Much of the evolving retail landscape has been widely attributed to the enormous impact of Amazon, which has more than 310 million active shoppers worldwide and some US$136 billion in annual sales in the US alone.

But 'The Amazon Report' survey (of more than 1,200 people ages 18 to 65+) found that without free two-day shipping, 82% of Amazon Prime users said they would simply cancel their membership.
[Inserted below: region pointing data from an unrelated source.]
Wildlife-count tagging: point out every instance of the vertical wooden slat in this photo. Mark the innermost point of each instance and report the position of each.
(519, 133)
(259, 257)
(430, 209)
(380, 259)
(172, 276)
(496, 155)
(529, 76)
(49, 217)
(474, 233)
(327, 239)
Some of the key survey findings include:

  • People really use Amazon to shop for very specific items
    57% of buyers on Amazon are looking for a specific product, and 63% of all shoppers already know what they want before they start shopping. Potential customers aren't browsing Amazon, and they are 25% more likely to purchase branded products from the e-commerce site.
  • Without free two-day shipping, Amazon Prime users will cancel their membership
    84% of buyers who had a specific goal in mind also demanded speedy, free shipping. Customers are likely purchasing a retail brand's products on Amazon simply because they have better shipping options.
  • Customers will shop with a retail brand more often if they're provided relevant messages based on aggregated shopper data
    In a retailer's marketing messages, it's important to include products their customers have engaged with and to suggest new ones based on their customers behaviors. If not, 47% of shoppers are moving from a brand's website and straight to Amazon's with their personalized product reminders and suggestions.
  • Customers may seem like die hard Amazon fans, but it's really only a few things that tickle their fancy
    Between 37 to 57% of shoppers on Amazon are purchasing electronics, books, movies and leisure products like toys and hobby items. Luxury brands should find this especially comforting; people chose not to purchase products above $200 on Amazon.

"Amazon's dominance in retail has been the primary focus of retail executives, investors, and board members - yet, the solution to steal back both market share and consumers' loyalty have evaded most traditional retail brands," said Michael Osborne, CEO of SmarterHQ. "But our report tells a surprisingly upbeat story for retail brands - consumers can be persuaded to ditch Amazon and shop in their store or on their web site. We found that people aren't going to Amazon to browse; rather, they have very specific items in mind. Free two-day shipping is very important to Amazon Prime members - so much, in fact, that they would cancel their membership if it wasn't offered. And consumers have a price threshold of $200 they're not willing to cross when shopping on Amazon, a good sign for luxury brands. While Amazon is viewed as Goliath by the industry, there are certainly weaknesses that retail brands can exploit to help drive their bottom line."